Ni la mayor exposición con la mejor curaduría puede incorporar aquellos intangibles que explican las piezas en exhibición. Inquietudes creativas, ambiciones autorales, golpes de inspiración son complementos silentes e invisibles del arte. El recorrido alrededor de “Ander. Resistencia cultural en El Trolley y Matucana 19″, hace poco inaugurada en la sala Matta del Museo Nacional de Bellas Artes, consigue sin embargo sugerir muy bien algunos de esos impulsos. Hacia la segunda mitad de los años 80, compartían el teatro, la pintura, la fotografía, el videoarte, la performance, la danza, el cómic, el fanzine y la música acogidos a esos dos informales espacios de Santiago Poniente tanto la precariedad de recursos materiales como la convicción de un gesto disidente. La muestra es atractiva por cómo cada objeto instala ideas poderosas sobre el esforzado pero vehemente entramado a su alrededor, cargado entonces por las circunstancias temibles de la represión oficial pero también por el hastío de sus creadores hacia formas de protesta a esas alturas más cerca del tópico que de la provocación.
La música chilena incorporada a la muestra es la que en esos años resistía fuera de las peñas o los encuentros parroquiales, y que en excepcional atención a tendencias cosmopolitas supo dialogar con otros oficios (el diseño gráfico, sobre todo), sabiendo que también el arte pop brindaba pistas de rebeldía e identidad inclaudicable. Las carátulas de los cassettes de Electrodomésticos; los afiches de tocatas de Fiskales Ad-hok; los peinados y chaquetas en las fotos de Gonzalo Donoso para Dadá y Pinochet Boys; las luces sobre los conciertos de La Banda del Pequeño Vicio; el inolvidable bajo eléctrico-metralleta en las manos de Tatán Millas, de Índice de Desempleo: las piezas a la vista hasta diciembre en el principal museo del país son las de una resistencia creativa evidente, aunque pocas veces considerada como tal en el relato instalado sobre música en dictadura. Su inteligente modo de sintonizar autodefensa y avanzada fue insolente y delicado a la vez.
Del humor no como evasión, sino como “un tipo de sabiduría”, habló Miguel Conejeros (Pinochet Boys) durante un seminario asociado a la exposición.

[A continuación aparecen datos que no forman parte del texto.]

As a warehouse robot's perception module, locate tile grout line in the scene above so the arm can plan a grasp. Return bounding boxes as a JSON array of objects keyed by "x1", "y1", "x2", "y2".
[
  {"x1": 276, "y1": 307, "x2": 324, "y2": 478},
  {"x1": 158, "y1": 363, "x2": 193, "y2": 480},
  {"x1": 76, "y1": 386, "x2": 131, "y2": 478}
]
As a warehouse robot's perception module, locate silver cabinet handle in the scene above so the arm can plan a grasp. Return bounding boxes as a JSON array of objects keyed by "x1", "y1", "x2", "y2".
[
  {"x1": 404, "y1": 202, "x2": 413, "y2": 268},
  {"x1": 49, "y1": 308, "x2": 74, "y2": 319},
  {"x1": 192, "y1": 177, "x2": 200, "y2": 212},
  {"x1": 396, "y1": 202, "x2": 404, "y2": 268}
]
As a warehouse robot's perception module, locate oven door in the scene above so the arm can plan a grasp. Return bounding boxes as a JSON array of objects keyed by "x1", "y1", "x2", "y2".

A su lado, María José Levine (Primeros Auxilios, Upa) transmitía el impacto remecedor que tuvo entonces para una escolar chilena descubrir a Laurie Anderson (y a Nietzsche): “… no me puedo quedar en el Canto Nuevo. ¡Tengo que hacer algo! Estamos bajo dictadura, pero no estamos muertos”, recordó decirse a sí misma. Si los movimientos musicales suelen partir desde referencias inspiradoras, el “under” chileno de los 80 tuvo la particularidad (entre muchas) de más bien levantar otras nuevas, cuando nada a la redonda entonces le parecía digno del homenaje. Un “partir desde cero” casi literal, en identificación, en técnica y en recursos; entregado al “compartir tiempo, instrumentos, casas… camas… sin apego”. Acaso el mayor y más admirable intangible de aquella escena haya sido su motivación: ambiciosa en su carácter, sacudida y sonido, pero por completo despreocupada sobre sus (improbables) ganancias. Alta en ingenio y baja en cálculo, fue música sobre todo fiel a la llamada ineludible de una expresión urgente; que acaso por eso, en circunstancias tan diferentes, aún parece inspiradora.